COVID-19 pathogenicity in humans is positively correlated to the viral strengths of fusogenisity [50]. The S proteins' functional differentiation in S1 and S2 is equivalent to the HIV-1's gp 120 and gp 41 proteins, respectively [51]. S2 proteins facilitate domain fusion in human T cells through CD147 receptor-mediated signalling, and the fusion peptide (FP) in the S2 subunit of the S protein takes a central role in mediating the initial penetration of the virus into the host cell membrane, not dissimilar to the strong correlation between fusogenicity and membrane insertion depth of the HIV FP [44][52][53]. Therefore, complete blood picture of COVID-19 patients usually shows lymphopenia with or without total leukopenia, or analogously leukemia-like symptoms [45][54].
COVID-19 vaccines are developed with the proven failed vaccine approaches with HIV-1 in primarily targeting the envelope glycoproteins, gp120 or gp160, whereby only envelope glycoprotein seemed to exhibit mild efficacy [55][56]. The first on-record SARS-CoV vaccine dates back to 2007 with aluminum hydroxide for inactivated whole-virus antigen sterilization [57]. Later S protein targeting trial was also withdrawn, and only the 2004 phase-I study on safety and immunogenicity was completed [58][59]. It is considered that the globally mandated partial COVID-19 vaccines only complicated the pharmacological targeting in treating the disease, and that the categorical rationale on SARS-CoV viruses on institutional levels was politicized away from normative medical practices since its initial outbreak in 2002 in Guangzhou, PRC with the timeline seen in Figure 2 [39][60][61].
Figure 2. A Brief Timeline on Institutional SARS-CoV Responses.
Apart from the signaling pathways in ACE2, endocytotic pathway blocking have been the main pharmacological design [42][62][63]. In the system of receptor-mediated endocytosis for plasma low density lipoprotein (LDL), the receptor functions to internalize LDL. The LDL is delivered to lysosomes where it is degraded and its cholesterol is released for use in the synthesis of membranes, steroid hormones and bile acids. [64] The process known as macropinocytosis corresponds with the clinical observations for decreased LDL-Cholesterol level indicating poor prognosis of severe and critical COVID-19 patients, explainable to autoimmune diseases' induction of cytokine storm through the steroidgenesis pathways [65][66][67][68].
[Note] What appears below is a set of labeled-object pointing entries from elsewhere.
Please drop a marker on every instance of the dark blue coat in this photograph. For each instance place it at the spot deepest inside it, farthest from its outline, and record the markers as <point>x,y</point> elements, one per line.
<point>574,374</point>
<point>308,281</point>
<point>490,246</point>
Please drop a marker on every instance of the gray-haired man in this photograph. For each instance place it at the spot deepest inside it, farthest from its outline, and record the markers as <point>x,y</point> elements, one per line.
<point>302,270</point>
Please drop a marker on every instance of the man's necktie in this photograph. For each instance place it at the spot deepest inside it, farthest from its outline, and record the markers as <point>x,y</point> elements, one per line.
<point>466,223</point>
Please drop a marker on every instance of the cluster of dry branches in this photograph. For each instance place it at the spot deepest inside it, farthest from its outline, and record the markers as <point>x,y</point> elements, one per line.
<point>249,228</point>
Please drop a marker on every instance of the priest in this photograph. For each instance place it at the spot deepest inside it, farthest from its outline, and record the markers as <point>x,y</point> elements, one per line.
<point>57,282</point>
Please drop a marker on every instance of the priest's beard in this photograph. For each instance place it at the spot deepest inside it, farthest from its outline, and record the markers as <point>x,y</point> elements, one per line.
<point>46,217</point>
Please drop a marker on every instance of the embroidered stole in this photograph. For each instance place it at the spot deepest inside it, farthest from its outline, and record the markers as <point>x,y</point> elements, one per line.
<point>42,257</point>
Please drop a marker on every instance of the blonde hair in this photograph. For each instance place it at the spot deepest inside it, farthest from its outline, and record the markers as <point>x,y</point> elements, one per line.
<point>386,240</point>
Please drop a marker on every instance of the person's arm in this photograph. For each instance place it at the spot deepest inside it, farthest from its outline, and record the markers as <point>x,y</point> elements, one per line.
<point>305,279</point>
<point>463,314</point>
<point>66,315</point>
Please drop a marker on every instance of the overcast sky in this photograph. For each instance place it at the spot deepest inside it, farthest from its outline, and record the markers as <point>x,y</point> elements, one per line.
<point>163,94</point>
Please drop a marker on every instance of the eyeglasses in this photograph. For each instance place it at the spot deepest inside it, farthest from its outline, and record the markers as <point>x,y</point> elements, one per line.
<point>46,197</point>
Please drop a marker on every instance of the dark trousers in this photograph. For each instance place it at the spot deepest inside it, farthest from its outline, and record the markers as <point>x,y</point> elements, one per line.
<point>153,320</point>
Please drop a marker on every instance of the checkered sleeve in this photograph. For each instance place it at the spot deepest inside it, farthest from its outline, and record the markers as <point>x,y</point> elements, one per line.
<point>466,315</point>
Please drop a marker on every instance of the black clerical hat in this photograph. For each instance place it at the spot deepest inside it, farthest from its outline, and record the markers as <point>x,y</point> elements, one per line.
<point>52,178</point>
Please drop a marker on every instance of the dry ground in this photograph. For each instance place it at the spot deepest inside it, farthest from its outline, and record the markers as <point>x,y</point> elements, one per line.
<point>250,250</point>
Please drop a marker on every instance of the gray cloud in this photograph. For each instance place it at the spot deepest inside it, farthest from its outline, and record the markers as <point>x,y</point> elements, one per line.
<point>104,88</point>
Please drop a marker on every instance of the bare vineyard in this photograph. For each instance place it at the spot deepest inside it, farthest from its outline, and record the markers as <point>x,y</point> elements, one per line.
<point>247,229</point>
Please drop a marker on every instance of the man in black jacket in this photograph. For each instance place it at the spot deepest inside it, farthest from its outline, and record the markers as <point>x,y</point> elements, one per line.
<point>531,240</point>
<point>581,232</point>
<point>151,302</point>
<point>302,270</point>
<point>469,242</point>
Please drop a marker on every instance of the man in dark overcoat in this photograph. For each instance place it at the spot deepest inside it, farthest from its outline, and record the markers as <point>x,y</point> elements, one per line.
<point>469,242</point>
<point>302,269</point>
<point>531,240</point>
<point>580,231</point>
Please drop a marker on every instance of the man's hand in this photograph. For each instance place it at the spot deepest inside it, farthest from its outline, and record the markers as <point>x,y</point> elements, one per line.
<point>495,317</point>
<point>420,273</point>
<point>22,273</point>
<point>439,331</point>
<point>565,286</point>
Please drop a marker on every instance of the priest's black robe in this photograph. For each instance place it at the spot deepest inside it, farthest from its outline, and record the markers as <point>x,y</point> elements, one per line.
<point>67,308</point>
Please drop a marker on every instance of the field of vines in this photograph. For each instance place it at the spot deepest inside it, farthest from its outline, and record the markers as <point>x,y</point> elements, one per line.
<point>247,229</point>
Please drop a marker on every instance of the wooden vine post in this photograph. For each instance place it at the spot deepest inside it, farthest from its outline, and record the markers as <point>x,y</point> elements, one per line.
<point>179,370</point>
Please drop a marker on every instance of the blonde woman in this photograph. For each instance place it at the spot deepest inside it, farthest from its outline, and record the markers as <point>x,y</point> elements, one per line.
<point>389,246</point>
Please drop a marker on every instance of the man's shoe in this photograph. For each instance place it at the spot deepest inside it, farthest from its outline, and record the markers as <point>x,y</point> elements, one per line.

Proton-coupled electron transfer (PCET) has been another nuclear medicine rationale [69][70]. The rationale is mainly purposed to induce exocytosis and apoptosis in the keratinocyte-derived cytokine in reflex-based immune homeostasis, while the associations with ferroptosis and epidermal growth factors (EGF) in carcinogenesis are understudied [39][71][72][73]. In the diffused pharmacokinetic rationales, the EGF becomes the differentiated treatments in chemotherapy solutions, while the blood-brain barrier becomes the differentiation for physiological and neurological targeting [74].